Эта «пассивная» роль терапевта нередко оказывается чрезвычайно тяжелой. Иногда она может быть просто невыносимой. Но это и есть то единственное, что мы можем предложить пациенту на первом этапе, так как для того, чтобы выразить свою кричащую боль, мучительное чувство одиночества, жалобную мольбу о поддержке и ужас покинутости вместе со слезами бессилия, ему нужна вначале та безопасная и принимающая атмосфера, где он может их открыто проявить, не опасаясь упреков за то, что он оказался в такой, не поощряемой современной культурой, унизительной ситуации бессилия и неспособности самостоятельно справиться у этой утратой. Если эти потребности выражения горя вовне не будут удовлетворены, у них не останется иного «выбора», как быть вытесненными, и мы знаем, что в этом случае их быстро заменят симптомы психопатологии или соматизации. А если терапевт оказался недостаточно принимающим и понимающим, пациенту придется искать другие способы «заглушить» свое горе. Что удивительно — социум обычно снисходительно принимает «запивание» горя «горькой», но не готов принять обращенные к нему плач и мольбу о помощи. Объяснение этому, в принципе, найти нетрудно—в той же работе Фрейда «Тотем и табу» анализируются (существующие в некоторых племенах) запреты на общение вдов и вдовцов даже с другими членами семьи, ибо горе — заразно. И мы — психотерапевты — лучше других знаем, что феномен психического заражения — это не миф, и сами подвержены ему. Поэтому терапевтическая работа с горем всегда предполагает гораздо большую частоту супервизий в сочетании с индивидуальными и групповыми сессиями дебрифинга для самих терапевтов.
Эта глава названа «Собственная работа горя», хотя в психоанализе общепринятым является введенное Фрейдом понятие «работа скорби», впервые упоминаемое в статье о меланхолии [81]. Эта статья подробно анализируется в одной из моих предшествующих монографий [62] и, безусловно, лежит в основе упомянутых выше исследований Дж.
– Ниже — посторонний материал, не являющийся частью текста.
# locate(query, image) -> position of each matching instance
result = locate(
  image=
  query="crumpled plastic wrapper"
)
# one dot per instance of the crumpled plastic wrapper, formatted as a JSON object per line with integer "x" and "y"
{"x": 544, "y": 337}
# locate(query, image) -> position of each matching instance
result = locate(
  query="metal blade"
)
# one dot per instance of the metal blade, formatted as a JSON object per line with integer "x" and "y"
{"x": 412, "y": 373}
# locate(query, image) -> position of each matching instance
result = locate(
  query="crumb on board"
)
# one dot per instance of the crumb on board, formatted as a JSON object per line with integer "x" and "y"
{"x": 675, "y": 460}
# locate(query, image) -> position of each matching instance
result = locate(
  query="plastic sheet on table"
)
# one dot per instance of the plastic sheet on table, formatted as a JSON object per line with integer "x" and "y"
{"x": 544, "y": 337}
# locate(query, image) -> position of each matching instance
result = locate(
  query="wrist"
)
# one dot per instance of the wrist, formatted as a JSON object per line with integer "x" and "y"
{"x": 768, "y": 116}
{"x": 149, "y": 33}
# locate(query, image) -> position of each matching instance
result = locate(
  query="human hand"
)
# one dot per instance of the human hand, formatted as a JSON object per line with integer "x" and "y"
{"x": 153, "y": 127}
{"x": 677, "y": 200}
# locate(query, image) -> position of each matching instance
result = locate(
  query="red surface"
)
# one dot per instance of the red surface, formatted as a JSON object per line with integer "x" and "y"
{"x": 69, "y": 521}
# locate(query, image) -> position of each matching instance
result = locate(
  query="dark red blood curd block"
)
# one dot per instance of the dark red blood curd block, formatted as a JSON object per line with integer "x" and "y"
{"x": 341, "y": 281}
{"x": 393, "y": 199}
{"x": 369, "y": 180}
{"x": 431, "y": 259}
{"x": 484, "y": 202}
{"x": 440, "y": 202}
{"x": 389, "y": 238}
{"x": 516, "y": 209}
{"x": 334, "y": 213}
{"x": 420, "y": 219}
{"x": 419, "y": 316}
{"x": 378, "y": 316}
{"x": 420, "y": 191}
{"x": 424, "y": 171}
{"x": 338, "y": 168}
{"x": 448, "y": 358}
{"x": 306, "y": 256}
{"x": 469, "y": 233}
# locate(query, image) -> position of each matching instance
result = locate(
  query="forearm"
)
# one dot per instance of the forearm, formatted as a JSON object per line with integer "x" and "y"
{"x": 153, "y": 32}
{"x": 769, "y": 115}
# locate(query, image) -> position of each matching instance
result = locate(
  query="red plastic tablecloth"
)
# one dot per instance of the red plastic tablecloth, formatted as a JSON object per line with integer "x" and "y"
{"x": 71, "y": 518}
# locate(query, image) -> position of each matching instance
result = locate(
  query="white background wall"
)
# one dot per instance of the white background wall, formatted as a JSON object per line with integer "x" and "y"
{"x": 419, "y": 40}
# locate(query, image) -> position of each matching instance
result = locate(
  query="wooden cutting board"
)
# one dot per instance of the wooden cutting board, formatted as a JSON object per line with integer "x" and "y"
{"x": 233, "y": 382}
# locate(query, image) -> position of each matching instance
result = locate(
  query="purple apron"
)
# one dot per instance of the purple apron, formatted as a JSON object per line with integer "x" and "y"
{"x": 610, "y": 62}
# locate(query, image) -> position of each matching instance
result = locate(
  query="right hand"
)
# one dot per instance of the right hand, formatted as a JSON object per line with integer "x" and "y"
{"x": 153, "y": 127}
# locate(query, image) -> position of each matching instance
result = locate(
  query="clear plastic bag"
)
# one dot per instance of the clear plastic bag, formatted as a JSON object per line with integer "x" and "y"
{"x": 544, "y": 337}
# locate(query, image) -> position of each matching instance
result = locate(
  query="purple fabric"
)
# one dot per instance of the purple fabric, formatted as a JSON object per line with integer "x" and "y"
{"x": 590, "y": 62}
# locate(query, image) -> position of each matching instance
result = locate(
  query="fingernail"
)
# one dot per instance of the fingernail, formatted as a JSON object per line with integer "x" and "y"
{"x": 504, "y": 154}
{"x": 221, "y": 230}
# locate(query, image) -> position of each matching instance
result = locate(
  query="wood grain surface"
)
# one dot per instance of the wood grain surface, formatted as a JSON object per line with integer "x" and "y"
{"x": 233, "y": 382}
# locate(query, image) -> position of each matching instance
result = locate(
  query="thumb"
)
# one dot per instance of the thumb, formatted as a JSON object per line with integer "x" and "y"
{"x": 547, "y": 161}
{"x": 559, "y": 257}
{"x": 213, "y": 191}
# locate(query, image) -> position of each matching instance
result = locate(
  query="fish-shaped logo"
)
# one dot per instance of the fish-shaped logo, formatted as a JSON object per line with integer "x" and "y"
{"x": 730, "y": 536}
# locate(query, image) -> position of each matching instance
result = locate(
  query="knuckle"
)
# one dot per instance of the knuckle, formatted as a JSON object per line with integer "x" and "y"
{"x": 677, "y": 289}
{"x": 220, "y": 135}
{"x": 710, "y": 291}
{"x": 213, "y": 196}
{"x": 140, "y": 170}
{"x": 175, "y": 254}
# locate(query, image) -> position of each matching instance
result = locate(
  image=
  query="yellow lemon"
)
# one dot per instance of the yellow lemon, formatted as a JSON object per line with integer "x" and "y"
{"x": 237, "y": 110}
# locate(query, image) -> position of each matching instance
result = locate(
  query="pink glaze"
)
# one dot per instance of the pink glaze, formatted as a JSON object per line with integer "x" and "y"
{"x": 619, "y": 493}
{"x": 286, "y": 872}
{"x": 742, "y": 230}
Боулби [5], поэтому ограничимся только этими обобщениями и установлением приоритетов. Там, где на протяжении тысячелетий люди оставались в роли пассивных наблюдателей горя и постепенного уменьшения тяжких страданий, Фрейд первым увидел целостный психический процесс, имеющий свои закономерности течения и разрешения, увы, далеко не всегда успешного.
В итоге была разработана терапевтическая техника, которая была подобна и адекватна естественным механизмам функционирования психики и таким образом способствовала максимальной реализации этих механизмов в ситуации переживания травмы.